Joe terkekeh pelan. "Yang ini mantep banget, bro. Cuma setetes juga sudah pasti bikin blingsatan! Dijamin deh, pokoknya."

Tommy berpikir sebentar, membayangkan Aluna dengan tubuh gitar spanyolnya yang sensual itu akhirnya bisa ia miliki. "Bolehlah. Berapa harganya?"

"Setetes doang kan? Gratis buat elu deh. Tapi gue boleh icip cewek lu ya? Cantik banget cewek lu."

Tommy pun langsung melemparkan tissue ke wajah Joe. "Enak aja! Cuman gue yang boleh nyicip dia!" Sergahnya kesal. "Lagian gue butuhnya buka setetes, tapi satu botol!"

Joe pun melongo. "Eh, buset! Mau bikin cewek lo mabok selama tiga hari ya? Biar puas gitu? Sadis lo, bro!" Decaknya sambil geleng-geleng kepala.

Tommy mendengus pelan seraya mengeluarkan dompetnya. "Pake seberapa pun lo butuh, Joe. Balikin besok," tukasnya santai sambil menyerahkan secarik gold card kepada bartender temannya itu.

***

"Tom, aku pusing..." Aluna merebahkan kepalanya di bahu Tommy. Bukan cuma pusing, tapi ia juga merasakan ada hal yang aneh di tubuhnya.

Seperti ada yang gatal tapi tidak tahu dimana yang gatal. Seperti ada sesuatu yang ingin dituntaskan tapi karena Aluna yang masih polos, ia tidak mengerti dengan reaksi seksual tubuhnya sendiri.

"Ummnn..." Aluna merengek sambil meremas dress hitam kerah sabrina yang membalut pas tubuhnya. "Tommy..."

"Yes, honey?" Tommy mendekatkan wajahnya di dekat wajah Aluna yang sudah merona akibat Spanish fly. Ia sengaja memancing gairah wanita itu dengan menghembuskan napasnya di leher Aluna.

Aluna menggigit bibirnya, merasa tak wajar saat terpaan napas Tommy malah membuatnya semakin gelisah. "Gatal... panas... aku kenapa sih?"

"Hm? Mana yang gatal? Sini aku garukin." Tangan nakal Tommy mulai bergerilya menggaruk punggung Aluna, lalu bergeser ke pinggangnya dan sekarang bertengger di sisi dadanya.

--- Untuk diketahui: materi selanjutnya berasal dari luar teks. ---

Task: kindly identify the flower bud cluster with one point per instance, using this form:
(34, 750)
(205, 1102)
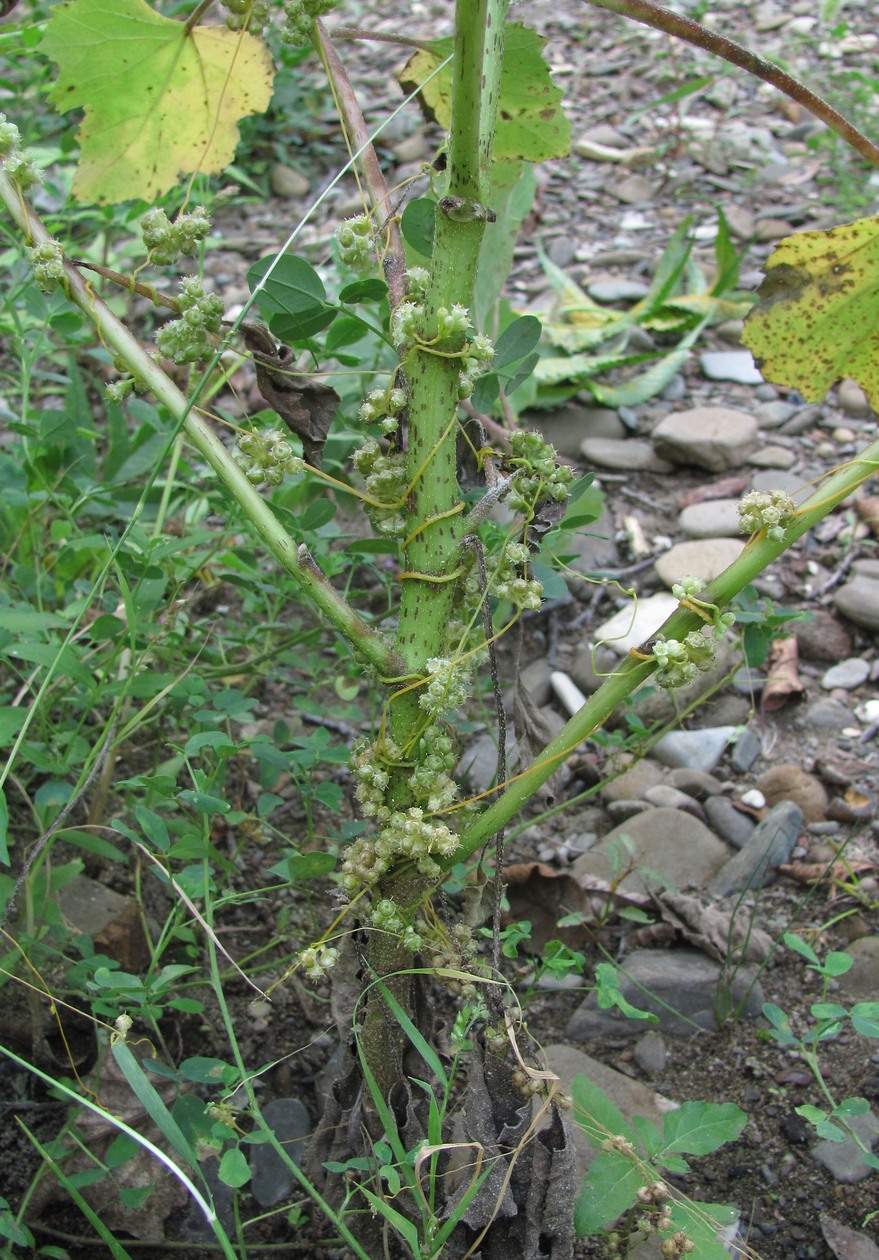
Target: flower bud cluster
(267, 458)
(678, 1245)
(406, 324)
(680, 659)
(299, 17)
(447, 687)
(538, 474)
(475, 363)
(355, 242)
(388, 917)
(372, 775)
(452, 951)
(247, 14)
(406, 834)
(166, 241)
(656, 1221)
(417, 281)
(771, 510)
(48, 265)
(431, 780)
(511, 581)
(385, 484)
(18, 164)
(316, 960)
(188, 339)
(688, 587)
(383, 407)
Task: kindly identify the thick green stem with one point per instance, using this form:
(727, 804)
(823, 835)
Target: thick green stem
(296, 561)
(757, 556)
(427, 599)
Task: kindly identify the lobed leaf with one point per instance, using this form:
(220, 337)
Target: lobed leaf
(160, 101)
(817, 316)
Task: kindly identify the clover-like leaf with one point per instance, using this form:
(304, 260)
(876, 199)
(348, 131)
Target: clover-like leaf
(817, 315)
(160, 100)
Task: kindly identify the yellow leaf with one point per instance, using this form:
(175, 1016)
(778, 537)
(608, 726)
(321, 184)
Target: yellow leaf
(160, 102)
(817, 315)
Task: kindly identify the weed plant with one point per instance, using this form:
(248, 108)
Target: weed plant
(141, 625)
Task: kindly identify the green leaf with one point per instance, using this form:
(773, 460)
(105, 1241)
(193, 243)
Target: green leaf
(516, 340)
(234, 1169)
(204, 803)
(816, 316)
(850, 1108)
(364, 291)
(345, 330)
(699, 1128)
(800, 946)
(408, 1230)
(215, 740)
(304, 866)
(154, 827)
(294, 299)
(610, 1190)
(827, 1011)
(159, 101)
(836, 963)
(530, 121)
(153, 1101)
(11, 720)
(4, 828)
(597, 1115)
(610, 994)
(418, 226)
(781, 1025)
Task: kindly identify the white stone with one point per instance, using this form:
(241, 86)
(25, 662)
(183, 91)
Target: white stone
(636, 623)
(736, 366)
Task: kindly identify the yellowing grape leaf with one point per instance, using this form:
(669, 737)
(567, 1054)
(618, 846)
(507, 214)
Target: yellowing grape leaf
(530, 121)
(817, 315)
(159, 102)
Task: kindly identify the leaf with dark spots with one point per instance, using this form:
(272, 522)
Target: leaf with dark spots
(817, 316)
(305, 406)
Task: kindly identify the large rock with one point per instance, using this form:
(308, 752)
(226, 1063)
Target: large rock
(715, 518)
(669, 843)
(768, 846)
(710, 437)
(699, 557)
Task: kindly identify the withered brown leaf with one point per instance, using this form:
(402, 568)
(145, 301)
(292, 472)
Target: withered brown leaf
(304, 405)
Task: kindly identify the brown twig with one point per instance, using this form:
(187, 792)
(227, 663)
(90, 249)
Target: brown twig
(358, 135)
(694, 33)
(359, 33)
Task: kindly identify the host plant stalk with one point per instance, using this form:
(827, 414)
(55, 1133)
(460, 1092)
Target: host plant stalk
(432, 557)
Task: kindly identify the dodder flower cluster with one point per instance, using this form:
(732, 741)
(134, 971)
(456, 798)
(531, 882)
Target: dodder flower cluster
(188, 339)
(166, 241)
(772, 510)
(267, 458)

Jemarinya sengaja digerakkan naik turun menaiki sisi samping bukit kembar Aluna, memberikan sensasi meremang di seluruh tubuhnya.

"Uhnnn... stop. A-anterin aku ke dokter, Tom. K-kayaknya aku sakit..." Aluna memegang tangan Tommy dan menjauhkan dari tubuhnya.

"Sakit ya? Ya udah yuk, aku anterin ke dokter?"

Aluna mengangguk, lalu turun dari kursi di depan bartender dengan pinggang rampingnya yang dipeluk erat oleh Tommy.

Sebelum mereka melangkah menuju pintu keluar, Tommy melirik sepintas ke arah Joe yang menyeringai sambil mengacungkan dua jempol kepadanya.

'Berhasil,' sorak Tommy dalam hati. Kali ini ia akan menikmati tubuh seksi Aluna sampai puas, dan pacarnya itu tidak akan mampu menolak!

***

Aluna cepat-cepat menghapus krital bening yang mulai menitik dan hampir jatuh di pipinya saat mengingat malam yang mengerikan itu.

Entah kerasukan setan apa, dirinya bisa-bisanya menyerahkan mahkota paling berharga yang selama ini sangat ia jaga keutuhannya.

Saat Aluna terbangun waktu itu, buka hanya selaput daranya yang telah robek, tapi hati dan perasaannya pun ikut hancur.

Dan dari satu malam yang naas itu... Aluna mengandung.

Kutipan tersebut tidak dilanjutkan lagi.